Published January 13, 2015
Former Dutch lawmaker Ayaan Hirsi Ali, the target of death threats over criticism of radical Islam, said Sunday she has asked France to grant her citizenship because she cannot be assured of protection back home.
"I would be very honored and grateful if I were to become a French citizen, and the question of my protection could be resolved once and for all," Somali-born Hirsi Ali said on France-2 television.
A prominent critic of Islam, Hirsi Ali wrote the screenplay of the film "Submission," a fictional study of abused Muslim women with scenes of near-naked women with Quranic texts engraved on their flesh.
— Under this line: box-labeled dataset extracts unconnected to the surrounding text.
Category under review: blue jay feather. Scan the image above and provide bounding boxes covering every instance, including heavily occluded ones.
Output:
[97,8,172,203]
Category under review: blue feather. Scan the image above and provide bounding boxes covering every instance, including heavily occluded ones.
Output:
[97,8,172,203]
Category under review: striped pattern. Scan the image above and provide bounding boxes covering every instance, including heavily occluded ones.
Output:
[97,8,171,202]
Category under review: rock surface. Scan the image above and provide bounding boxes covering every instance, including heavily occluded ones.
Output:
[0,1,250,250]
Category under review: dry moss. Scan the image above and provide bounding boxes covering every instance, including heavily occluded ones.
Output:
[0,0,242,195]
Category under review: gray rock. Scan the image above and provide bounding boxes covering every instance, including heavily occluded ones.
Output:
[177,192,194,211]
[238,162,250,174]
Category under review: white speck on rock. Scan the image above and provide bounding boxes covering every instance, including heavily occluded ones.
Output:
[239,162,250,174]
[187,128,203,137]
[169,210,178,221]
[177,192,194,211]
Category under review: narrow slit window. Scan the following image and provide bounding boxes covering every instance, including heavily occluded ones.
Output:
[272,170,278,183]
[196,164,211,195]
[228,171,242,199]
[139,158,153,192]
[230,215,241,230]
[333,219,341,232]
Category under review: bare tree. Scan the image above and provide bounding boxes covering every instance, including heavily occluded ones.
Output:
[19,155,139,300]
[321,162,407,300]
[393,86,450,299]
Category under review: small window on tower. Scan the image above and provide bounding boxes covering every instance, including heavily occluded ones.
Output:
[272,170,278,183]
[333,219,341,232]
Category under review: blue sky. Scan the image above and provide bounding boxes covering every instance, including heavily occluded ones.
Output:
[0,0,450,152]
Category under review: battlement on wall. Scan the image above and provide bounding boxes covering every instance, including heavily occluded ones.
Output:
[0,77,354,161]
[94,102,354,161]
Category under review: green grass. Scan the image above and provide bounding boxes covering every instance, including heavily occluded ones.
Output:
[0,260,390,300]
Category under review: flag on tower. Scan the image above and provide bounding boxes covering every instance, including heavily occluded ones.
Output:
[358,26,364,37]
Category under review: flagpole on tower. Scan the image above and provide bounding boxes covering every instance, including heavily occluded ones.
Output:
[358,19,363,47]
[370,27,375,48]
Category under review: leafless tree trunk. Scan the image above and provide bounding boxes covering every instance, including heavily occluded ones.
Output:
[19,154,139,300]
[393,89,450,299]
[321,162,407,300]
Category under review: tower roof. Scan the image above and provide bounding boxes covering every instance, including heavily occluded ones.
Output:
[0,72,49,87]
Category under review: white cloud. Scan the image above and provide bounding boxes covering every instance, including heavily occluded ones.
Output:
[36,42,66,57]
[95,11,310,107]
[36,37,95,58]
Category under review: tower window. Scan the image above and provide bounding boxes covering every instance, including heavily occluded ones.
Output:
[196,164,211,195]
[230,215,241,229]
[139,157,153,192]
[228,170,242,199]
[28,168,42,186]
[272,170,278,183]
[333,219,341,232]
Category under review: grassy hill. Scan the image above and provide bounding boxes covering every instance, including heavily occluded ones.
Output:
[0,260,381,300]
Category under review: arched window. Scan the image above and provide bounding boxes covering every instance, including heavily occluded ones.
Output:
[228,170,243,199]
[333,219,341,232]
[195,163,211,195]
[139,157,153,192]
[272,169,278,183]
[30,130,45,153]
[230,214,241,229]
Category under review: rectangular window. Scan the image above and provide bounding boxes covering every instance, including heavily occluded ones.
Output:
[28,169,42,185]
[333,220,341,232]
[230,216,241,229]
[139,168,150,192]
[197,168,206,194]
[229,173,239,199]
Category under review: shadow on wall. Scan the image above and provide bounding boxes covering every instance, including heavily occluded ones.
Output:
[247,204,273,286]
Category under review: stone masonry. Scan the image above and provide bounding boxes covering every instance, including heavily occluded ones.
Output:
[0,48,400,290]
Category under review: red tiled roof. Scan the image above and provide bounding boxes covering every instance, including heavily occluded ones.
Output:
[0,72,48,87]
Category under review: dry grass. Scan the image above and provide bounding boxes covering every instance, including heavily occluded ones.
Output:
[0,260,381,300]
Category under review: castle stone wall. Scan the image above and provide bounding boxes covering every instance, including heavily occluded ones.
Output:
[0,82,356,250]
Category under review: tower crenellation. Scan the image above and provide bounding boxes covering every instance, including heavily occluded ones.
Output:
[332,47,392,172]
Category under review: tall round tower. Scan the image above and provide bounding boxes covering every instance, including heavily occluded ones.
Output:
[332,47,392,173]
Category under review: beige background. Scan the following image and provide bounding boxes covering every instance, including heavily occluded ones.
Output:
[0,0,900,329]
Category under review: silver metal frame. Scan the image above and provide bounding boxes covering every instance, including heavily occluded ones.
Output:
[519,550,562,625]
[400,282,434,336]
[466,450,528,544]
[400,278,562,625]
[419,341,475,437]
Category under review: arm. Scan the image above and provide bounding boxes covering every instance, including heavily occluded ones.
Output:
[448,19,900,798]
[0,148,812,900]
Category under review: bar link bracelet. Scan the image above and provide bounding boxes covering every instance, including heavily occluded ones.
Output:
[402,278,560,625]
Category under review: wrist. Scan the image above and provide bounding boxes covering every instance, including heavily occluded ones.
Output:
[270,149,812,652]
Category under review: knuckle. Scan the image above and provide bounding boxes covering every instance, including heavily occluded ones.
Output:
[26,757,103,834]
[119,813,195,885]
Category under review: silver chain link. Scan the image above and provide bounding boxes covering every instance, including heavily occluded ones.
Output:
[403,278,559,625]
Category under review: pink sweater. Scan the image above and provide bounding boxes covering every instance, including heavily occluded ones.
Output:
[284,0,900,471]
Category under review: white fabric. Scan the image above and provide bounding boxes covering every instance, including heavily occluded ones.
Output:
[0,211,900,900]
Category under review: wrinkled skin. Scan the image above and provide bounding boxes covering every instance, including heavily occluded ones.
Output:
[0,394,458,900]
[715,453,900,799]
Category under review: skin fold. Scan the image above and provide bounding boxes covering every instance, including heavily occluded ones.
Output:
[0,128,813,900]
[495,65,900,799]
The film's director, Theo van Gogh, was killed by a Muslim extremist in Amsterdam in 2004. Hirsi Ali was threatened in a note left on his body. She now lives in the United States, guarded day and night.
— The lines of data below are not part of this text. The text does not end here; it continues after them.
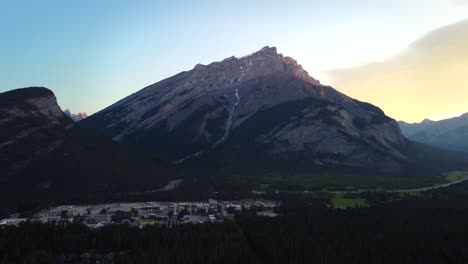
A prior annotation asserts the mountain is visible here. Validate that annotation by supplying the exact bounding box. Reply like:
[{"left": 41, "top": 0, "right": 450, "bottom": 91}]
[
  {"left": 0, "top": 87, "right": 180, "bottom": 209},
  {"left": 398, "top": 113, "right": 468, "bottom": 152},
  {"left": 63, "top": 109, "right": 88, "bottom": 122},
  {"left": 79, "top": 47, "right": 407, "bottom": 170}
]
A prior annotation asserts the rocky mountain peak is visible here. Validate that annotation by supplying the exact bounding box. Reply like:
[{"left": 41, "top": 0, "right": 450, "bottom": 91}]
[
  {"left": 0, "top": 87, "right": 68, "bottom": 125},
  {"left": 81, "top": 47, "right": 405, "bottom": 167},
  {"left": 188, "top": 46, "right": 320, "bottom": 92}
]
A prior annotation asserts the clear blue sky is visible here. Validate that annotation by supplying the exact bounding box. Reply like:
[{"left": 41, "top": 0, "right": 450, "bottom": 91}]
[{"left": 0, "top": 0, "right": 468, "bottom": 113}]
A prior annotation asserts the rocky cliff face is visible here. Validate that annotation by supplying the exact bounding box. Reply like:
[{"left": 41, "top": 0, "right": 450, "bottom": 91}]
[
  {"left": 0, "top": 88, "right": 73, "bottom": 180},
  {"left": 80, "top": 47, "right": 405, "bottom": 168},
  {"left": 0, "top": 87, "right": 180, "bottom": 206},
  {"left": 63, "top": 109, "right": 88, "bottom": 122}
]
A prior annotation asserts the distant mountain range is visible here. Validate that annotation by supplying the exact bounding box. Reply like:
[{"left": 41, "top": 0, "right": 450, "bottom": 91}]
[
  {"left": 0, "top": 47, "right": 468, "bottom": 209},
  {"left": 0, "top": 87, "right": 180, "bottom": 208},
  {"left": 63, "top": 109, "right": 88, "bottom": 122},
  {"left": 80, "top": 47, "right": 407, "bottom": 170},
  {"left": 398, "top": 113, "right": 468, "bottom": 152}
]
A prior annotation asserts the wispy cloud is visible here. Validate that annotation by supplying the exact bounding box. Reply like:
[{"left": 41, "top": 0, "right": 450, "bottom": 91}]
[{"left": 327, "top": 19, "right": 468, "bottom": 121}]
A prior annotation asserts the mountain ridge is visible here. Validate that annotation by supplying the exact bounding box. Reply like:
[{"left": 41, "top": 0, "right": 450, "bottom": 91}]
[
  {"left": 80, "top": 47, "right": 406, "bottom": 171},
  {"left": 398, "top": 113, "right": 468, "bottom": 152}
]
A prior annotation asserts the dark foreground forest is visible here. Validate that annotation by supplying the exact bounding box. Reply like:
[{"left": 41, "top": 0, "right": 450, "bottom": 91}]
[{"left": 0, "top": 186, "right": 468, "bottom": 264}]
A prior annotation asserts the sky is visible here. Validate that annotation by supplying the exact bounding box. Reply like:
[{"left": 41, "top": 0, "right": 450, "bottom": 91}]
[{"left": 0, "top": 0, "right": 468, "bottom": 122}]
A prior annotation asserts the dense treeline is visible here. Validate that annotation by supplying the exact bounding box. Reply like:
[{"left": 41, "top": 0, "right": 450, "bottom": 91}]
[
  {"left": 0, "top": 223, "right": 258, "bottom": 264},
  {"left": 4, "top": 183, "right": 468, "bottom": 264},
  {"left": 237, "top": 193, "right": 468, "bottom": 264}
]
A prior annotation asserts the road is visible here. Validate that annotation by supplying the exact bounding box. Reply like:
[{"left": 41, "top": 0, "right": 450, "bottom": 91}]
[{"left": 331, "top": 177, "right": 468, "bottom": 194}]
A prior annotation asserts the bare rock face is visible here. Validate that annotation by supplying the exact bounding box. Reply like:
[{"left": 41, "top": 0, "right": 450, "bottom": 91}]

"I live under protection now, but it's a protection in which I still have to move from place to place, and look for donors to pay for my protection," she said in English, simultaneously translated into French for the program.
She said she had chosen France because she received support from French intellectuals, and expressions of understanding from French political leaders.
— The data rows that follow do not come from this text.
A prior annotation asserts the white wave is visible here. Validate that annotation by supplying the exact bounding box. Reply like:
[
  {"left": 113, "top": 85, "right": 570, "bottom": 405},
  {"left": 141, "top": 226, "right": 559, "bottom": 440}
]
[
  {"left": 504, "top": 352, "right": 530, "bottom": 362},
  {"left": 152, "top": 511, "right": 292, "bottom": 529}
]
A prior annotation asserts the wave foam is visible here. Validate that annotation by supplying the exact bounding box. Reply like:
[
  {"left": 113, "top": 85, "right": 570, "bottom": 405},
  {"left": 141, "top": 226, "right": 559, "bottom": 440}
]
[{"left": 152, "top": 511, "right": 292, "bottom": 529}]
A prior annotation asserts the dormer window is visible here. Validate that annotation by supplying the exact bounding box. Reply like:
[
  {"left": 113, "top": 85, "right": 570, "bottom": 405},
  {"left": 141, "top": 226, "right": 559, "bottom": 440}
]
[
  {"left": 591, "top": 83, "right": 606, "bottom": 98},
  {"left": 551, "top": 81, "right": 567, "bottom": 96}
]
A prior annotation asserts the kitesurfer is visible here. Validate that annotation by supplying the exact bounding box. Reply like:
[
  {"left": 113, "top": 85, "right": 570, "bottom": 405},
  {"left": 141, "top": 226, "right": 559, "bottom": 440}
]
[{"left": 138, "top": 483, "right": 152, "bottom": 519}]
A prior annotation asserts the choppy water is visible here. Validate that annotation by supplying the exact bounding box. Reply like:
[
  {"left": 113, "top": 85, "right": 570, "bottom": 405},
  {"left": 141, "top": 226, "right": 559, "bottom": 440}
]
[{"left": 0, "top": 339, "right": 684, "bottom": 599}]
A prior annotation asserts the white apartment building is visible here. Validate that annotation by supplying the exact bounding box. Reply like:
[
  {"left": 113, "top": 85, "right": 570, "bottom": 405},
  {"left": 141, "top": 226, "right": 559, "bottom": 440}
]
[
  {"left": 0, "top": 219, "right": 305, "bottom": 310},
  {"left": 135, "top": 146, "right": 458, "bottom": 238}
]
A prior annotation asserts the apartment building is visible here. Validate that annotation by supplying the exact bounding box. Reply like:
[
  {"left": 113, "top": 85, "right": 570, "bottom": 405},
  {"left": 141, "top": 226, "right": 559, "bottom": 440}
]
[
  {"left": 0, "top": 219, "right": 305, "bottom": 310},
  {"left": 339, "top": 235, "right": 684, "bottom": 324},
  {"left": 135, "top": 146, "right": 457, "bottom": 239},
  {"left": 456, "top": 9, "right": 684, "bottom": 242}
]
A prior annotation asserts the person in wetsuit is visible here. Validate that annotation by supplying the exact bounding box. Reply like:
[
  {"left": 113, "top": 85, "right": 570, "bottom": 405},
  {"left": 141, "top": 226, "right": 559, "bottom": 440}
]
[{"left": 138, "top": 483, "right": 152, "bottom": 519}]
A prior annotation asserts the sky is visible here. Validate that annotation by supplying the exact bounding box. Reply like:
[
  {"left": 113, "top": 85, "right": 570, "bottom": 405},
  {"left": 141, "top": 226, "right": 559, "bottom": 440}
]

Since last October, "I've found myself in the position in which my own government — the government of the Netherlands — has said it doesn't want to pay for my protection," Hirsi Ali said.
"The American government said: 'You are a Dutch citizen,' and that it doesn't pay for the protection of foreigners," she said.
Hirsi Ali, a former right-leaning member of the Dutch parliament, resigned her seat and left the Netherlands in 2006 after its immigration minister threatened to revoke her passport: Hirsi Ali had lied about her real name when she arrived as a refugee 14 years earlier.
French Human Rights Minister Rama Yade, also on the France-2 news program, said: "We believe in France that Ayaan Hirsi Ali must be protected," but stopped short of offering citizenship.
France wants to create a European Union-wide fund that could help provide security for anyone subject to religiously motivated threats like the "fatwa" faced by Hirsi Ali, Yade said.